We ran into MANY problems - but the following were the biggest time-sinks:

  1. Recursive Graph Building - Our agent had a lot of problems connecting new nodes and populating parents in a way that connected with existing nodes, and this required A LOT of prompt engineering to improve. This ended up being the major downfall of our product, because while it worked sometimes, it is very inconsistent.
  2. Graph Rendering - We tried a number of solutions for this before we finally ended up using (discovering) the right solution.
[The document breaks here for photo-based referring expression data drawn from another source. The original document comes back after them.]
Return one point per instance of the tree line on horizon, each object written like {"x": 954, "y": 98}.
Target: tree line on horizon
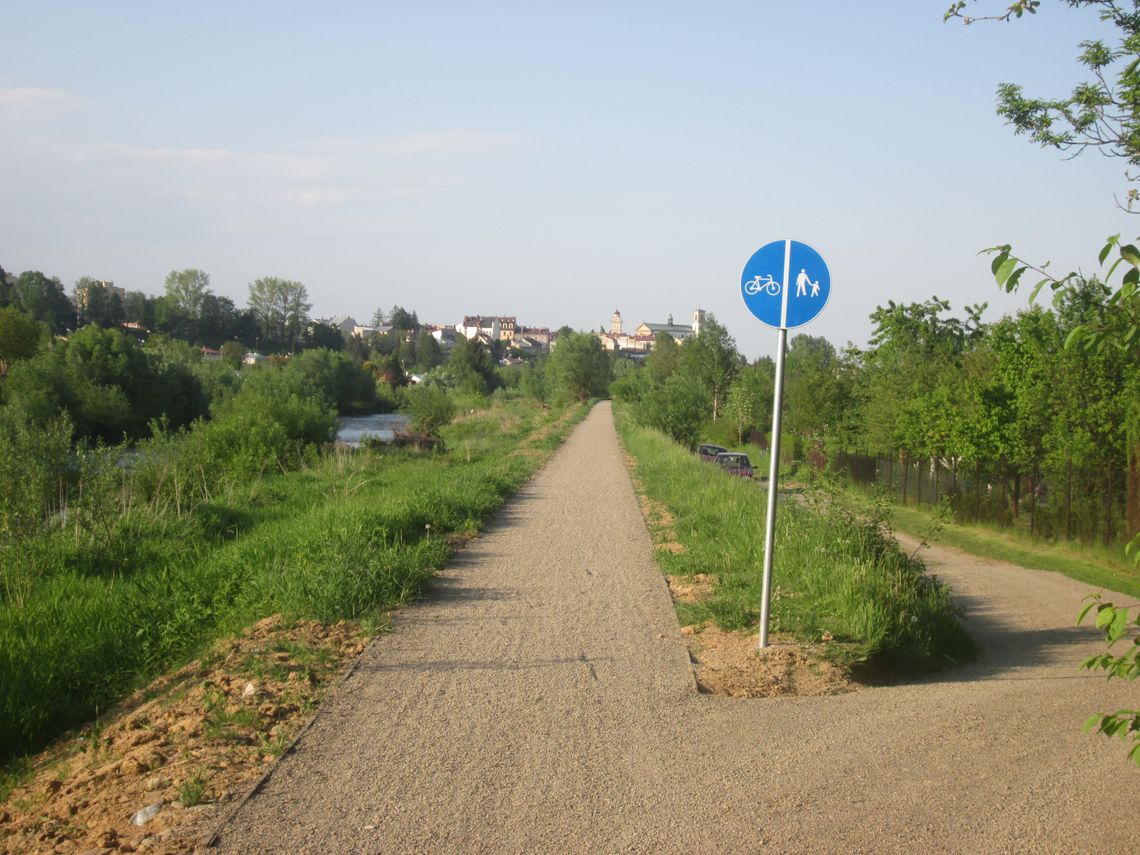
{"x": 1007, "y": 415}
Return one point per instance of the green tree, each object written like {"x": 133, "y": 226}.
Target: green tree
{"x": 323, "y": 335}
{"x": 814, "y": 390}
{"x": 676, "y": 407}
{"x": 1104, "y": 114}
{"x": 400, "y": 318}
{"x": 430, "y": 408}
{"x": 471, "y": 368}
{"x": 335, "y": 379}
{"x": 187, "y": 288}
{"x": 711, "y": 359}
{"x": 429, "y": 355}
{"x": 578, "y": 368}
{"x": 749, "y": 400}
{"x": 661, "y": 361}
{"x": 43, "y": 299}
{"x": 281, "y": 308}
{"x": 19, "y": 338}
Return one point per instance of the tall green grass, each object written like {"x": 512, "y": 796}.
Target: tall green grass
{"x": 351, "y": 536}
{"x": 833, "y": 571}
{"x": 1099, "y": 567}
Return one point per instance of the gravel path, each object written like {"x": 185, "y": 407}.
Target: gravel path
{"x": 542, "y": 701}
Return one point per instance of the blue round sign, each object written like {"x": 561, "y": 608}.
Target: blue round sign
{"x": 786, "y": 284}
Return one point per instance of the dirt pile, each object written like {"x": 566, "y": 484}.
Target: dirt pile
{"x": 160, "y": 770}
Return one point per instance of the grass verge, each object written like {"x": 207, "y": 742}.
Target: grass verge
{"x": 350, "y": 537}
{"x": 1083, "y": 564}
{"x": 837, "y": 576}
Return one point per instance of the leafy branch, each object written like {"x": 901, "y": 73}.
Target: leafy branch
{"x": 1101, "y": 113}
{"x": 1118, "y": 624}
{"x": 1121, "y": 324}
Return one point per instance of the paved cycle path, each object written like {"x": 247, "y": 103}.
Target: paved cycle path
{"x": 540, "y": 700}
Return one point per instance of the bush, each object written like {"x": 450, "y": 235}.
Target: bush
{"x": 430, "y": 408}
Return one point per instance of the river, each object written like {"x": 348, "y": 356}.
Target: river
{"x": 379, "y": 425}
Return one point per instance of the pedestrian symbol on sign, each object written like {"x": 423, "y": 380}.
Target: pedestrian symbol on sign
{"x": 767, "y": 281}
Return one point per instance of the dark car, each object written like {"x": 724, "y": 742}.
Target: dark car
{"x": 709, "y": 453}
{"x": 735, "y": 463}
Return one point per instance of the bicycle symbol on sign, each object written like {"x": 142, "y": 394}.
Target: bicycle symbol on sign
{"x": 757, "y": 284}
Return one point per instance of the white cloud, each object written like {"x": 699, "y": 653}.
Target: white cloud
{"x": 37, "y": 102}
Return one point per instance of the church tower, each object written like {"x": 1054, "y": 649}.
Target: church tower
{"x": 698, "y": 319}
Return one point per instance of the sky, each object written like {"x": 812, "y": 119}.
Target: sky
{"x": 551, "y": 161}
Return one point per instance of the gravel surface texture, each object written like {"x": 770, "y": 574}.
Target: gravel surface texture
{"x": 542, "y": 700}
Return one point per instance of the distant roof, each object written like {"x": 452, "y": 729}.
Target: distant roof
{"x": 667, "y": 327}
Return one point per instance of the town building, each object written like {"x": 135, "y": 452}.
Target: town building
{"x": 644, "y": 335}
{"x": 83, "y": 292}
{"x": 493, "y": 328}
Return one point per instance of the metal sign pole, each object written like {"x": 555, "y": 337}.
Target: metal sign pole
{"x": 770, "y": 300}
{"x": 770, "y": 534}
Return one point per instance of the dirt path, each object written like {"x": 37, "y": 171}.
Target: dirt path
{"x": 542, "y": 700}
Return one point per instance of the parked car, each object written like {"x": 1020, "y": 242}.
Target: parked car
{"x": 709, "y": 453}
{"x": 734, "y": 463}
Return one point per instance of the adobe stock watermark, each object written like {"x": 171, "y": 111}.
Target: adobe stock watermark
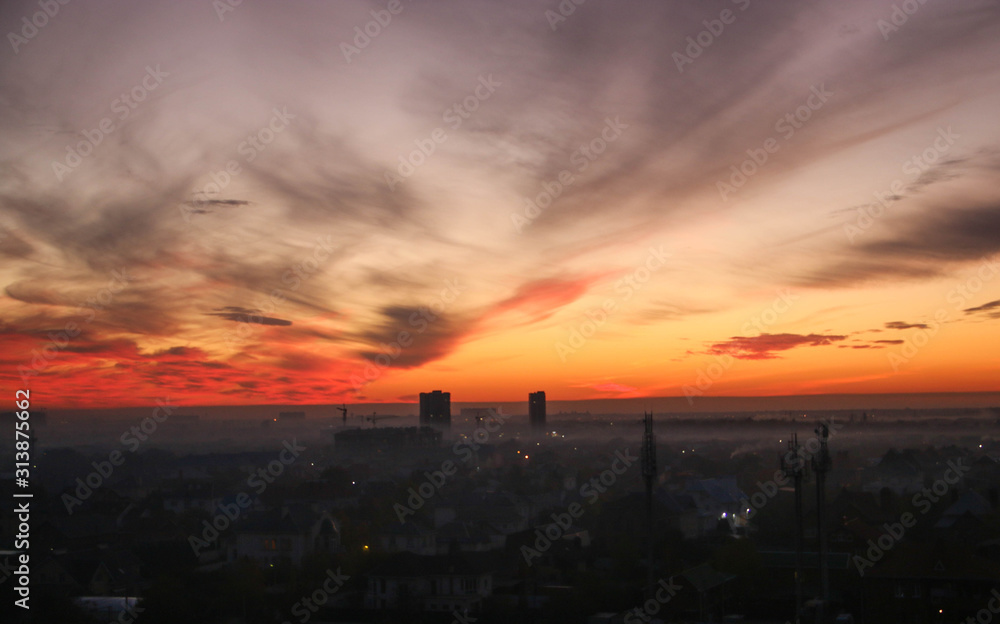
{"x": 42, "y": 358}
{"x": 895, "y": 531}
{"x": 926, "y": 329}
{"x": 230, "y": 512}
{"x": 434, "y": 481}
{"x": 708, "y": 375}
{"x": 581, "y": 159}
{"x": 591, "y": 490}
{"x": 222, "y": 7}
{"x": 39, "y": 20}
{"x": 914, "y": 166}
{"x": 122, "y": 106}
{"x": 625, "y": 287}
{"x": 453, "y": 116}
{"x": 249, "y": 321}
{"x": 365, "y": 34}
{"x": 565, "y": 9}
{"x": 250, "y": 148}
{"x": 786, "y": 126}
{"x": 703, "y": 40}
{"x": 898, "y": 17}
{"x": 131, "y": 439}
{"x": 418, "y": 322}
{"x": 308, "y": 605}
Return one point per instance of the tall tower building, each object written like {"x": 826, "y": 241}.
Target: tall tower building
{"x": 435, "y": 410}
{"x": 536, "y": 412}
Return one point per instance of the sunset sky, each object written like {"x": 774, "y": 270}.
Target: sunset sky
{"x": 262, "y": 203}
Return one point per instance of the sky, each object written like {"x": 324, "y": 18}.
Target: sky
{"x": 234, "y": 203}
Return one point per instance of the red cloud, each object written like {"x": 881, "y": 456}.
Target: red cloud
{"x": 764, "y": 346}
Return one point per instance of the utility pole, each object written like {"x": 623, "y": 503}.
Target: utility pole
{"x": 649, "y": 474}
{"x": 794, "y": 467}
{"x": 821, "y": 465}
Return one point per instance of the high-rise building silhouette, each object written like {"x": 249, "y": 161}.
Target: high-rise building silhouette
{"x": 536, "y": 412}
{"x": 435, "y": 409}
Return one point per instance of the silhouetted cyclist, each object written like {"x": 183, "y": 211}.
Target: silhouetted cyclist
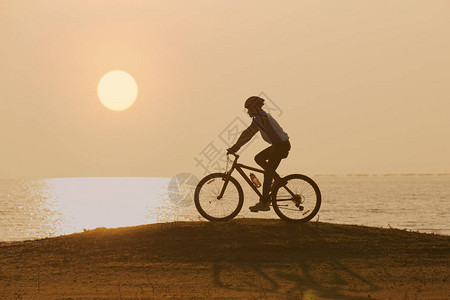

At one point, we had even written our own physics engine to simulate the graph in a package made for flowcharts, but found that to be too unsustainable.

Accomplishments that we're proud of

We designed and build out a memory architecture that we are really proud of. We used the critic agent to enrich the logs before they wen't into memory, highlighting errors which could be useful in future runs. We very quickly saw a HUGE improvement in video output quality once we implemented this memory architecture. We knew that fine-tuning the model would require more high-quality data than we had access to or had time to generate/find, so instead we took advantage of the fact that while generating an answer to a question is a high-entropy task, verifying that answer is a much lower-entropy task by adding a critical agent posing as a user to the agent loop. We then summarized the entirety of the execution at the end of each run and saved all of the improvements that the critics feedback were able to cause. Eventually, we were able to disable the critic entirely, massively increasing speed while maintaining the same level of quality, which would not have been possible with GPT-4 without this context.

I think also getting over the challenges listed above we are also really proud of- especially since we only got about 3 hours of sleep over the weekend :)

What we learned

We learned A LOT from Treehacks. One takeaway we both agreed on is how valuable incorporating long-term memory with a critic across runs to an LLM can be to performance. But here are some things we each were super excited to have learned:

Mark:

  • Graphs are fun, but making them in the frontend is harder than it looks, especially if you try to do it yourself
  • What Owen said

Owen:

  • "I learned the reason that most apps only have one database"

What's next for GuideStone

GuideStone was already a continuation of an idea from a previous hackathon (idea transformed into something completely different, no code crossover whatsoever), so we are excited to see where it can go from here!